My obsession with “cancel culture”

Voting rights

cancel cultureI have become fairly obsessed with the notion of a so-called cancel culture. How did the term so “quickly became one of the buzziest and most controversial ideas on the internet”?

“Despite the seemingly positive intentions of many cancellations — to ‘demand greater accountability from public figures,’ as Merriam-Webster’s evaluation of the phrase notes —” Let me stop in mid-sentence here. Accountability is what we feel we want in a civilized society and don’t always receive.

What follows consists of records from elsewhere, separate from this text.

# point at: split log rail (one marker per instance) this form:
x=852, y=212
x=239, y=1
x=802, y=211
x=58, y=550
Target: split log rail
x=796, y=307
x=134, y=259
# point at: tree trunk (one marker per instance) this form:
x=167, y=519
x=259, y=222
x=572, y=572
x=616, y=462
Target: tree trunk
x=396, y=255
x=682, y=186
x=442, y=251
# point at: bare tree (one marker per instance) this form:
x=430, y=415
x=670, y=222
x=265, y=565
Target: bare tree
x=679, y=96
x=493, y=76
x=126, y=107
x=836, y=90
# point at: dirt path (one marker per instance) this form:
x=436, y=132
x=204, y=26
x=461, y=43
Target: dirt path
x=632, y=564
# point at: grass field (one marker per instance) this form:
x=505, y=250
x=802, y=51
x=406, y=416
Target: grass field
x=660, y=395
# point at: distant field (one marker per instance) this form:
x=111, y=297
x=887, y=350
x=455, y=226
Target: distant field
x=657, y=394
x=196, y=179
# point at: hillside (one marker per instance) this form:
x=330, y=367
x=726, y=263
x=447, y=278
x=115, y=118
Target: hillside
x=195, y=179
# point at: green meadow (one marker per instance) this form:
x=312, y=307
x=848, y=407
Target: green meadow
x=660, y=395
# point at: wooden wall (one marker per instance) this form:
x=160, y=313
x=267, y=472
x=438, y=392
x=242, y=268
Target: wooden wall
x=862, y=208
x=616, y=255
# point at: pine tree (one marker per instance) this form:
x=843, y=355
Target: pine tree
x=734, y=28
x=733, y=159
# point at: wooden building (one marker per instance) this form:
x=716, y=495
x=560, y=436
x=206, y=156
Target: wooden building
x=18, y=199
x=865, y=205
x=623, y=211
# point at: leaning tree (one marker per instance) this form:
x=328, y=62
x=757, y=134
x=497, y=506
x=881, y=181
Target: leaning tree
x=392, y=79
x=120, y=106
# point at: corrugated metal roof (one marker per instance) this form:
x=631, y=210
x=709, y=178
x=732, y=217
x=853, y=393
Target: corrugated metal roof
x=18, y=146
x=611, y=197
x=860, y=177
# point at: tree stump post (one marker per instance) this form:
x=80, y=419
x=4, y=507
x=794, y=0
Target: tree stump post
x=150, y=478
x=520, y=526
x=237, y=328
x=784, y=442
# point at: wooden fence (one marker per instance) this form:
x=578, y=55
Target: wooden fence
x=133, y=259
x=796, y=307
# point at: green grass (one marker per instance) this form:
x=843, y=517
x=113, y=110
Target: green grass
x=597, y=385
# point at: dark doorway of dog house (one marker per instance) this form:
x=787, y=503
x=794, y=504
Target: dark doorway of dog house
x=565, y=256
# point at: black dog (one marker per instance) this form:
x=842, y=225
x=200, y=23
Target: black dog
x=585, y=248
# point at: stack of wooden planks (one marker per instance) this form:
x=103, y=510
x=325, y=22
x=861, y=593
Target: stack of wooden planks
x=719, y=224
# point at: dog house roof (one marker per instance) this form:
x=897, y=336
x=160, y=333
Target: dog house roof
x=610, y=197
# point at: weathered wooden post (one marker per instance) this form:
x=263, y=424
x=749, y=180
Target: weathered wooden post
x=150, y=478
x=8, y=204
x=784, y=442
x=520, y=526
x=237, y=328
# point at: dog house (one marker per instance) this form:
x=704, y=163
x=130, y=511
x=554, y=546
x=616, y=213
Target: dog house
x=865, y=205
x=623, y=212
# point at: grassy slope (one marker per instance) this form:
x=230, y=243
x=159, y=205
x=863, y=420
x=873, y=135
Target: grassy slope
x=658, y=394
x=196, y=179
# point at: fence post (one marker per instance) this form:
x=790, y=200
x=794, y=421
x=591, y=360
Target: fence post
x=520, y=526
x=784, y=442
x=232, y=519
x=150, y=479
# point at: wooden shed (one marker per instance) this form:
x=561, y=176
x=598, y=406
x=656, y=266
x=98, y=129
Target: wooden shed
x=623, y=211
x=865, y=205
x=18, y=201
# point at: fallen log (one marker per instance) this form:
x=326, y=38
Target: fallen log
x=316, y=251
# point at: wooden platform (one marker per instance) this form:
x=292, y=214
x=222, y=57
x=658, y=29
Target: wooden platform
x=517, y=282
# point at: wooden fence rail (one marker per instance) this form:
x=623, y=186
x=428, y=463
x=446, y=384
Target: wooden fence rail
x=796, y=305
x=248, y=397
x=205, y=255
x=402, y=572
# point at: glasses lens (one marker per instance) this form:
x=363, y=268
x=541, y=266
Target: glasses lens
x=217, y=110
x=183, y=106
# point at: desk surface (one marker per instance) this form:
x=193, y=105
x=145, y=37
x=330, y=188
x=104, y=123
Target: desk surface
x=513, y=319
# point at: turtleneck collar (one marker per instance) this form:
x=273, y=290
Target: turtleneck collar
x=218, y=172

Continue… “people tend to call out cancel culture itself as a negative movement, suggesting that the consequences of the cancellation are too harsh in minor instances or represent rushed judgment in complicated situations.”

That’s undoubtedly happened, especially involving things one has done in the past. I’m so glad I wasn’t on Instagram in the 1980s.

The term is of recent origin. But the notion of canceling people because they violated the conventions of the day has long existed. It’s that now, we have the technology to better facilitate it.

Often it’s been powerful organizations who’ve silenced dissenters. The church canceled Copernicus and Galileo. If it had access to Twitter, it’d have had a field day with Martin Luther. Maybe we’ll see the return of the scarlet letter.

“The kind of language that’s used to talk about groups of people assembled together—or their collective actions seeking to change the status quo—often maligns communities as irrational, ‘mobs’ or ‘rioters’ with uncontrolled, invalid emotions, a kind of faceless contagion that presents a threat to civilized, law-abiding society and the ruling establishment.”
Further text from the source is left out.